此子极其惜命,且对许家在暗地里做的事几乎都一清二楚,这许中达只是被于威一阵诈唬,连刑都没上便竹筒倒豆子似的全招了。
许中达招供,毒鸩翟将军之事乃是那杨氏与陆知府、许大人一同密谋,执行者乃是许大人的二弟,即零陵城最大的药材商许二爷。
前阵子唐老夫子在大西街遭遇刺杀的事件,还有第二批援军骑兵在画眉铺遭遇的爆炸事件,也都是杨氏与陆知府、许大人三人所密谋。
而昨日午夜时分的火器局爆炸案,许中达表示不知情,因当时他们许家正遭到齐县丞等人的抓捕,不过许中达认为火器局的事件恐怕也跟杨氏脱不了干系。

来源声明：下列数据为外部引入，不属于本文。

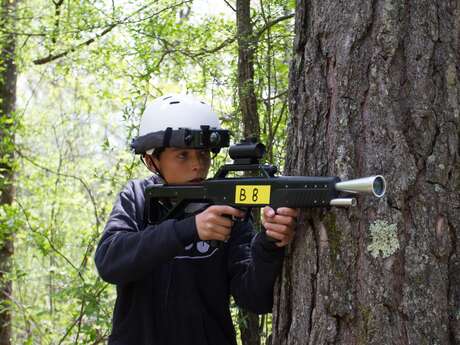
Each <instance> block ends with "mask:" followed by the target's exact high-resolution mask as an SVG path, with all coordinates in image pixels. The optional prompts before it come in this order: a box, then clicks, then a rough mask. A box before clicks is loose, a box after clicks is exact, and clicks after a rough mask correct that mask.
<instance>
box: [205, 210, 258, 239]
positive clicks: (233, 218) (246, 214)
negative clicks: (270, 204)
mask: <svg viewBox="0 0 460 345" xmlns="http://www.w3.org/2000/svg"><path fill="white" fill-rule="evenodd" d="M242 210H243V211H245V212H246V215H245V217H244V219H240V218H236V217H233V216H230V215H224V217H226V218H228V219H230V220H231V221H233V223H236V222H242V221H245V220H248V219H249V217H250V216H251V210H250V209H247V210H246V209H242ZM225 242H227V241H225ZM208 243H209V245H210V246H211V247H213V248H222V246H223V245H224V242H222V241H218V240H210V241H208Z"/></svg>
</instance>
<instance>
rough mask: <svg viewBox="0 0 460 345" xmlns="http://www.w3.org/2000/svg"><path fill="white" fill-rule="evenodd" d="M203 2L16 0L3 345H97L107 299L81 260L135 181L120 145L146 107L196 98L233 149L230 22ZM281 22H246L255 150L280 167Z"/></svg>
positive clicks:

唐世勋听到这儿捻须问道:“如此说来,许中达跟杨氏也很熟络?他知道她在何处否?”
齐县丞拱手笑道:“回夫子话,在下从许中达口中问出了一些关于杨氏之事,不过在下想先请教韩夫人。”
他看向妩媚动人的韩夫人,这还是他第一次看到她的本来模样,果然名不虚传啊!他收敛心神恭敬地问道:“韩夫人,许中达说你与杨氏颇有渊源,而且,正是在你和景文公子的引荐下,他们许家才跟杨氏有了秘密接触?”
唐世勋闻言不禁睨了韩夫人一眼,旋即不动声色地捻须不语。
韩夫人则莫名其妙地蹙眉道:“不瞒齐县丞,那杨氏乃是奴家夫君的表妹,但奴家在零陵城可从未见过杨氏,又怎会给他许家引见杨氏?”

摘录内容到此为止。